Doch das könnte sich bald ändern: Forscher des Helmholtz-Zentrums Dresden-Rossendorf (HZDR) und der Technischen Universität Bergakademie Freiberg haben herausgefunden, dass sich mit Eiweiß-Bruchstücken Kleinstmengen an Kupfer oder seltenen Erden wie Terbium, Yttrium oder Lanthan aus elektrischen Geräten „angeln“ lassen.

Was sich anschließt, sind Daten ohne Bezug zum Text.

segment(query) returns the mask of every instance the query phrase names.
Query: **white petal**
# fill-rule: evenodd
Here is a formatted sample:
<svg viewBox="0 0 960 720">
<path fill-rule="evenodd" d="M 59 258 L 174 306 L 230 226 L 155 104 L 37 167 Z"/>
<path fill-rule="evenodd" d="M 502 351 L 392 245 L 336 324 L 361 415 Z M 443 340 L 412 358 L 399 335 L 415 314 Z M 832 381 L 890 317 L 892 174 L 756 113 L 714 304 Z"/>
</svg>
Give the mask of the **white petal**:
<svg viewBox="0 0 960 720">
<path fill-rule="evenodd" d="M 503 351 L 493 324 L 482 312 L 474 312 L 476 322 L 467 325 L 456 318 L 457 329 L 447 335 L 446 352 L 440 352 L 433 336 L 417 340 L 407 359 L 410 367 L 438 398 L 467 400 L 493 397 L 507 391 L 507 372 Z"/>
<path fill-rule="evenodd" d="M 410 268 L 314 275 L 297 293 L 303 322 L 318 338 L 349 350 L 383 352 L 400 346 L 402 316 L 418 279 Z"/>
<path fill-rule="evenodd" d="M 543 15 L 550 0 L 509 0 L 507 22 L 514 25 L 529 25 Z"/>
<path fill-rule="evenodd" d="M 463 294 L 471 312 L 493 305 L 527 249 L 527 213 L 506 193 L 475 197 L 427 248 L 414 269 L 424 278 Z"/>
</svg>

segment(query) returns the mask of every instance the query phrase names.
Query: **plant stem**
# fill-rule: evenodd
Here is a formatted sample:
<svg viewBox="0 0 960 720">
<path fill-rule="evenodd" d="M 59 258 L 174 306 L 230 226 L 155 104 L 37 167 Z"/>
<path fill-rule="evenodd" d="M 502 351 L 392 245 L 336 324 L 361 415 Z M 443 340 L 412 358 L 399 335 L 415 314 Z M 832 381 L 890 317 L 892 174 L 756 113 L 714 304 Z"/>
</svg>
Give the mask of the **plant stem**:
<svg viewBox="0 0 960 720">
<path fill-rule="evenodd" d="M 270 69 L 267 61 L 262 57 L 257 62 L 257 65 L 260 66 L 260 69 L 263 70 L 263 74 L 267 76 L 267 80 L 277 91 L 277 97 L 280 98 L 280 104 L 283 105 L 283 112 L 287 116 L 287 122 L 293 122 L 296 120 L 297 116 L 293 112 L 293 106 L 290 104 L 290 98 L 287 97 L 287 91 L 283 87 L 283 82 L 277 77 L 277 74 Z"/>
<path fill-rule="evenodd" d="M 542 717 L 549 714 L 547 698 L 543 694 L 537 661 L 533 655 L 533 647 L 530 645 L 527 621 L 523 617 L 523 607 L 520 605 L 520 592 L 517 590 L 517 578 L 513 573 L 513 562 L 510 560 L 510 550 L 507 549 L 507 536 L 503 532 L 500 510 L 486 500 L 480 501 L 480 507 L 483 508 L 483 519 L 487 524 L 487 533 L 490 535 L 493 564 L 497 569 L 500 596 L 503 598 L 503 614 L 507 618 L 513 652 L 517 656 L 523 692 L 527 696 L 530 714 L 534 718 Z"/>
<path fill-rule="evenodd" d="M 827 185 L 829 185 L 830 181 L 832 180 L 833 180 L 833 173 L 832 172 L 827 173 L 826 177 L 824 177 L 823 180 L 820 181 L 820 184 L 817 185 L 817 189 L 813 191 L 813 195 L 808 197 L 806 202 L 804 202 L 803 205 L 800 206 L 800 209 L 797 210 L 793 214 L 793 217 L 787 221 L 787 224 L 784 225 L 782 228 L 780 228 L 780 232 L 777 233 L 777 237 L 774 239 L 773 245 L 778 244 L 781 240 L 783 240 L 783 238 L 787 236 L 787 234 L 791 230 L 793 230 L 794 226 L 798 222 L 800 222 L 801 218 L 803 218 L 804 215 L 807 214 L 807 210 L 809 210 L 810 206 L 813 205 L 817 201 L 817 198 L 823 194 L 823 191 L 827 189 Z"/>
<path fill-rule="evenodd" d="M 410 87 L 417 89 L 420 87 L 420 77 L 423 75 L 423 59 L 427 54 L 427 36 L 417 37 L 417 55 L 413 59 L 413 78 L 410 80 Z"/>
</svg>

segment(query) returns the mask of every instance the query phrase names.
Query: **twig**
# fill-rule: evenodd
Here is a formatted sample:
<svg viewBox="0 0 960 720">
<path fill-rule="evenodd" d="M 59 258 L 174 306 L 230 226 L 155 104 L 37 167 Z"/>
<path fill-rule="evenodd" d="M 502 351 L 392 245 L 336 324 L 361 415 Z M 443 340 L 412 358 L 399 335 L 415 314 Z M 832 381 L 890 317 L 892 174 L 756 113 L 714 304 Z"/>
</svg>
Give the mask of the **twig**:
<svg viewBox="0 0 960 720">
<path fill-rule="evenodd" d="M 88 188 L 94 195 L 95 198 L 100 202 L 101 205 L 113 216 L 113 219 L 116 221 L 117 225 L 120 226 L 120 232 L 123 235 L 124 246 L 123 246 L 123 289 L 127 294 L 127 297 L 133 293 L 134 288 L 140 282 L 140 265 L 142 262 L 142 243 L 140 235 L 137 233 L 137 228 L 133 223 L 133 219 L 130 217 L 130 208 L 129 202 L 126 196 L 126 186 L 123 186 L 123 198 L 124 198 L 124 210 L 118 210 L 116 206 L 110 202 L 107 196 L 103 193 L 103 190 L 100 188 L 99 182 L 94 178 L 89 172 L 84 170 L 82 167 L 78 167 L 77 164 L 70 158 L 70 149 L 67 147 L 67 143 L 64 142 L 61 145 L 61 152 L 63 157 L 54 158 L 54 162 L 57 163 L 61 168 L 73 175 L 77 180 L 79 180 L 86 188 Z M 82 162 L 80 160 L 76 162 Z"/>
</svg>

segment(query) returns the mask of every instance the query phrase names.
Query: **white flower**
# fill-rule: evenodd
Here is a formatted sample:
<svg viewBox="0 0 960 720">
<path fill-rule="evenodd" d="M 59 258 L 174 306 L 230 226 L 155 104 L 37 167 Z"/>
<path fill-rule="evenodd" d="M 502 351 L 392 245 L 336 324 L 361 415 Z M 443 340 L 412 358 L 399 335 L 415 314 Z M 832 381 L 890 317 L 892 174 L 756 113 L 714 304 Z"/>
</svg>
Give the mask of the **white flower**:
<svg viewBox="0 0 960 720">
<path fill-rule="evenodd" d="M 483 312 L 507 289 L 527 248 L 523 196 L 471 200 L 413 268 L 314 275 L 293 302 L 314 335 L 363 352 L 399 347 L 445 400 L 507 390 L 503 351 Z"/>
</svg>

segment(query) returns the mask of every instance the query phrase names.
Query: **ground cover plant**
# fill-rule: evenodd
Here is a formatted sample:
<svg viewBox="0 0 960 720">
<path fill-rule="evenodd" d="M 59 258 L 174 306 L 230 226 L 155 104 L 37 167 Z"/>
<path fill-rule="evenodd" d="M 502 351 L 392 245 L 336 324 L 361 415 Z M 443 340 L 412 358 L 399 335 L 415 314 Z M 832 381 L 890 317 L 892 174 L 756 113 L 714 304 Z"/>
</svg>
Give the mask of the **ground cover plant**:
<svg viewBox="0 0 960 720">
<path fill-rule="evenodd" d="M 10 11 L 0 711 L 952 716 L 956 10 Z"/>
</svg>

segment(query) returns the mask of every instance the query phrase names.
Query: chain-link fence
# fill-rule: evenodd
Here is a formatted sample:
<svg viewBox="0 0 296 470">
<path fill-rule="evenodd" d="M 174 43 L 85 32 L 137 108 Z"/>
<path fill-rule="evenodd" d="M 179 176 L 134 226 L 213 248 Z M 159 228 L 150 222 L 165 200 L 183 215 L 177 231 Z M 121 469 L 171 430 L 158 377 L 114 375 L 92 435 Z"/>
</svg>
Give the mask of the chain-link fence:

„Allein 25.000 Tonnen Leuchtpulver der ausgedienten Energiesparlampen dürften daher in der Europäischen Union bis zum Jahr 2020 gesammelt werden“, berichtet die Biologin Dr. Franziska Lederer vom HZDR, Leiterin der Nachwuchsgruppe „BioKollekt“. Darin enthalten sind Spuren von Terbium, Cer, Europium und anderen Seltenen Erden, ohne die kein Plasmabildschirm zum Leuchten gebracht würde und auch Generatoren von Windkraftanlagen oder Elektromotoren nicht betrieben werden könnten.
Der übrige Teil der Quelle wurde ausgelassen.